Meurtres d’orpailleurs au Tchad : un survivant accuse, le chef de race nie toute implication
Un chef de race est accusé de complicité dans le massacre d'orpailleurs au Tchad. Le tribunal de N’Djaména a renvoyé l'affaire pour permettre l'audition de témoins supplémentaires.
Par Ahmad Youssouf Ali
L'affaire des meurtres perpétrés contre des orpailleurs a été examinée ce mardi 21 juillet 2026 devant le tribunal de grande instance (TGI) de N’Djaména. Un chef de race et un commanditaire présumé ont été auditionnés par la cour.
Selon le récit d’un survivant, qui était également témoin à la barre, le groupe d’orpailleurs comptait quitter Ngouri pour se rendre à Abéché. Ils transportaient avec eux 40 kilogrammes et 25 grammes d’or. Avant de poursuivre leur route, ils ont passé la nuit chez le chef de race, aujourd’hui mis en cause. Le témoin a affirmé que ce dernier les avait interrogés à trois reprises sur leur itinéraire et leurs activités. Il a précisé que c’est précisément au cours de cette nuit passée chez lui que le groupe a subi une violente attaque. Plusieurs d’entre eux ont succombé, et la précieuse cargaison d’or a été emportée par les assaillants.

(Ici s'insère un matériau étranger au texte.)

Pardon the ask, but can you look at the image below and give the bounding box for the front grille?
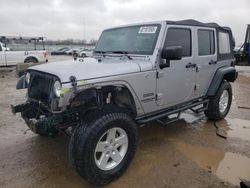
[28,71,56,105]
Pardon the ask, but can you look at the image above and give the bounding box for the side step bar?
[136,99,209,124]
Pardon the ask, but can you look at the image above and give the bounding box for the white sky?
[0,0,250,44]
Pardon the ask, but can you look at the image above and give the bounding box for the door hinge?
[156,71,159,78]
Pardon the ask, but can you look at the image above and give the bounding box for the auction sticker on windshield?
[138,26,157,33]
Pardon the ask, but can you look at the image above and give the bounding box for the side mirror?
[160,46,182,69]
[161,46,182,60]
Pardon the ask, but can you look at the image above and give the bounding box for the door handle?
[208,60,217,65]
[186,62,196,69]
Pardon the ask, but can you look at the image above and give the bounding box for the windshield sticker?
[138,26,157,33]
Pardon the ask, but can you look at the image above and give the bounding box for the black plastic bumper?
[11,104,28,114]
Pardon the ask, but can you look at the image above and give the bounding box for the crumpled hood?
[28,58,147,82]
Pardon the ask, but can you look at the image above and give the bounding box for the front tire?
[205,81,232,120]
[69,109,138,185]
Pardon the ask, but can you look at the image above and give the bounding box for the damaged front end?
[11,71,79,136]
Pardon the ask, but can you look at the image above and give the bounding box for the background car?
[50,47,70,55]
[78,49,93,57]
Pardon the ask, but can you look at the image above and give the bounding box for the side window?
[164,28,192,57]
[218,32,231,54]
[198,29,215,56]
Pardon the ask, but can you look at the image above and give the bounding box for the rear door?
[194,27,218,97]
[5,51,26,65]
[157,25,196,108]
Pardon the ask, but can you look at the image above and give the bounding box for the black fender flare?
[206,67,238,97]
[16,75,28,89]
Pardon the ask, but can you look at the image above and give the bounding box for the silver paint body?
[30,21,232,117]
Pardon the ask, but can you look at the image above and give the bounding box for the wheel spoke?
[115,135,128,147]
[96,142,107,152]
[110,150,122,163]
[107,129,116,142]
[99,153,109,168]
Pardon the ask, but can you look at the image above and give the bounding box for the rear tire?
[205,81,232,120]
[69,108,138,185]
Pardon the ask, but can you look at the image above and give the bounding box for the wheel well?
[223,72,236,82]
[24,56,38,63]
[69,86,137,117]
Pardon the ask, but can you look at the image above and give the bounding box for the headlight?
[54,80,62,97]
[25,72,30,84]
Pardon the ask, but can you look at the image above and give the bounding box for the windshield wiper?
[111,51,133,60]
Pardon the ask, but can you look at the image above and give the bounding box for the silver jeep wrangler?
[12,20,237,185]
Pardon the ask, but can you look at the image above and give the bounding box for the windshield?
[95,24,161,55]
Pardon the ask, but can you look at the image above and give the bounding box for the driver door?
[156,26,196,108]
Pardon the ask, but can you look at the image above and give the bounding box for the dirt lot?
[0,65,250,188]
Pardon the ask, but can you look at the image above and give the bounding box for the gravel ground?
[0,65,250,188]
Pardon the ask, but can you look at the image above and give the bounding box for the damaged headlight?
[25,72,30,85]
[54,80,62,97]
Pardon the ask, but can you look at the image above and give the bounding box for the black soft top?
[166,19,235,60]
[166,19,231,32]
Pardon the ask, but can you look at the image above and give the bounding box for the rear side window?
[218,32,231,54]
[198,29,215,56]
[164,28,192,57]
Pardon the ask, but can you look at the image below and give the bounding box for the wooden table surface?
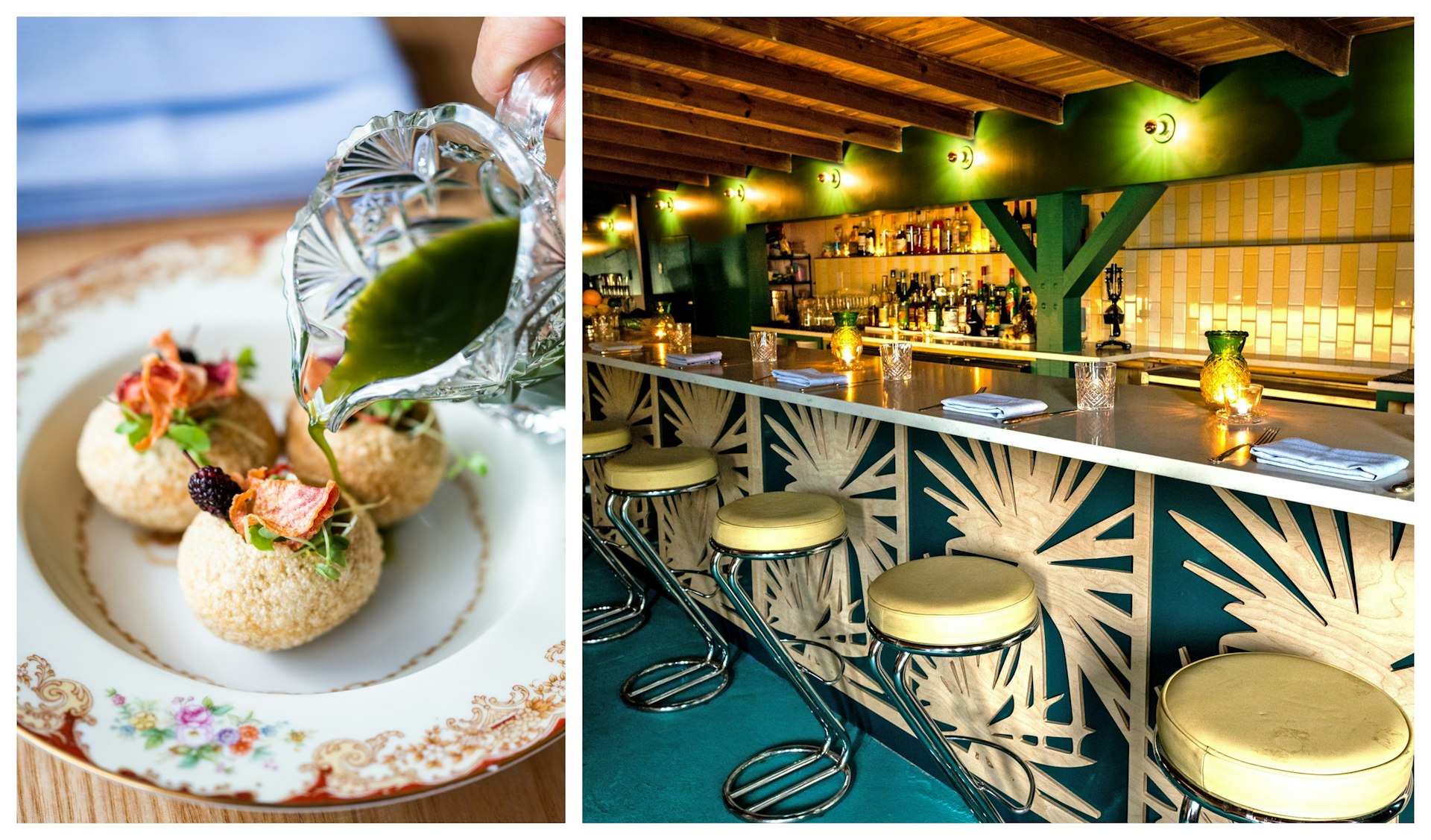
[16,205,566,823]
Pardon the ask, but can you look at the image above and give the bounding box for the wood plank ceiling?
[581,17,1412,192]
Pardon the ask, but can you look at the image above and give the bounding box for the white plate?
[17,236,566,809]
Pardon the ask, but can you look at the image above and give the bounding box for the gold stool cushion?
[865,557,1039,647]
[1157,652,1412,820]
[711,491,844,554]
[581,420,631,455]
[605,446,720,492]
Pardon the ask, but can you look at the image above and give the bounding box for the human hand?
[473,17,566,219]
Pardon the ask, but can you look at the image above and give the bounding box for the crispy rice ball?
[78,391,277,534]
[179,501,382,651]
[286,402,446,528]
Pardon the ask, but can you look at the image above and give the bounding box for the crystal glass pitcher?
[283,48,565,431]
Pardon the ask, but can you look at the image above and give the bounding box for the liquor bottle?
[1003,268,1019,323]
[964,279,983,335]
[874,275,890,326]
[955,272,973,333]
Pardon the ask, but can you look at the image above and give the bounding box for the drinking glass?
[591,315,621,341]
[1218,384,1262,423]
[282,48,566,431]
[1073,362,1118,411]
[671,322,691,353]
[880,341,914,382]
[750,331,776,365]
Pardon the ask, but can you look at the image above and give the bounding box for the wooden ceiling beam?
[581,168,675,195]
[713,17,1064,124]
[969,17,1201,101]
[581,137,745,177]
[1228,17,1351,76]
[581,56,902,152]
[582,19,975,137]
[581,116,792,171]
[581,92,844,163]
[581,153,711,186]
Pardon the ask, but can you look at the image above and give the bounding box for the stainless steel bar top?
[584,338,1415,522]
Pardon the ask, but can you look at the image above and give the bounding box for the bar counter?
[582,338,1414,823]
[587,338,1415,524]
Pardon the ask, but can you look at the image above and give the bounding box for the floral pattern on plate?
[104,688,308,773]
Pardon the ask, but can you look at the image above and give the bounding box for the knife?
[999,408,1078,426]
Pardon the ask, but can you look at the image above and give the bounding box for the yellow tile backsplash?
[786,163,1415,365]
[1083,163,1415,365]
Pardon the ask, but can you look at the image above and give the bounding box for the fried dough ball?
[76,391,277,534]
[179,501,382,651]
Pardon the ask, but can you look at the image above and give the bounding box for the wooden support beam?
[713,17,1064,124]
[1228,17,1351,76]
[581,153,711,186]
[581,168,675,195]
[582,19,975,137]
[969,183,1168,360]
[581,137,745,177]
[581,116,792,171]
[581,92,844,163]
[581,56,902,152]
[970,17,1201,101]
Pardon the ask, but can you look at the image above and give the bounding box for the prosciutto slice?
[115,329,239,452]
[229,468,338,540]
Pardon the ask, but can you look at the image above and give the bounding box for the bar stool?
[605,446,734,711]
[711,492,854,823]
[1154,652,1412,823]
[865,557,1040,823]
[581,420,650,644]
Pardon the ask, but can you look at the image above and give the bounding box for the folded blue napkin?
[770,367,849,388]
[1252,438,1411,481]
[16,17,417,230]
[940,394,1049,420]
[666,350,720,365]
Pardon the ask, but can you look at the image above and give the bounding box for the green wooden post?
[969,183,1168,376]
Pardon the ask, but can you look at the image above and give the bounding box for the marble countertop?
[751,325,1408,380]
[584,338,1415,522]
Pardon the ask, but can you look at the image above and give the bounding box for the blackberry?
[189,467,241,522]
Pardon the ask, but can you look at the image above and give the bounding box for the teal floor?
[581,558,975,823]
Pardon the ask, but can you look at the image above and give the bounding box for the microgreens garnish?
[362,400,487,479]
[115,403,215,467]
[233,348,259,382]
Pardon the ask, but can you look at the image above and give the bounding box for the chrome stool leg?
[868,611,1042,823]
[581,518,651,644]
[711,535,854,823]
[607,489,734,711]
[581,445,651,644]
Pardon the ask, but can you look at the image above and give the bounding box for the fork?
[1207,426,1278,464]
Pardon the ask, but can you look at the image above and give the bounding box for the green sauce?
[308,219,521,487]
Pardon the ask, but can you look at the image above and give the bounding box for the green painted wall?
[590,27,1414,335]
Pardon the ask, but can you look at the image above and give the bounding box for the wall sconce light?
[1143,113,1178,143]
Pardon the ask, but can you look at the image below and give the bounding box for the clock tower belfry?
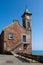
[22,9,32,30]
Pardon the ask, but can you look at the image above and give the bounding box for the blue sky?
[0,0,43,50]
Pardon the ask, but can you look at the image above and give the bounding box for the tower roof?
[22,9,32,17]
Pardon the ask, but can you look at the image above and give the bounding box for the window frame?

De son côté, le chef de race, qui comparaît en tant que prévenu, a catégoriquement nié les faits. Il a déclaré avoir été lui-même enlevé du Tchad après le drame et avoir subi des tortures au Niger, rejetant toute implication dans le massacre.
À l’issue des auditions des deux parties, le président du tribunal a décidé de renvoyer l’affaire à une date ultérieure. Cette décision vise à permettre la manifestation de la vérité, ainsi que la comparution de témoins supplémentaires jugés essentiels à l’instruction du dossier.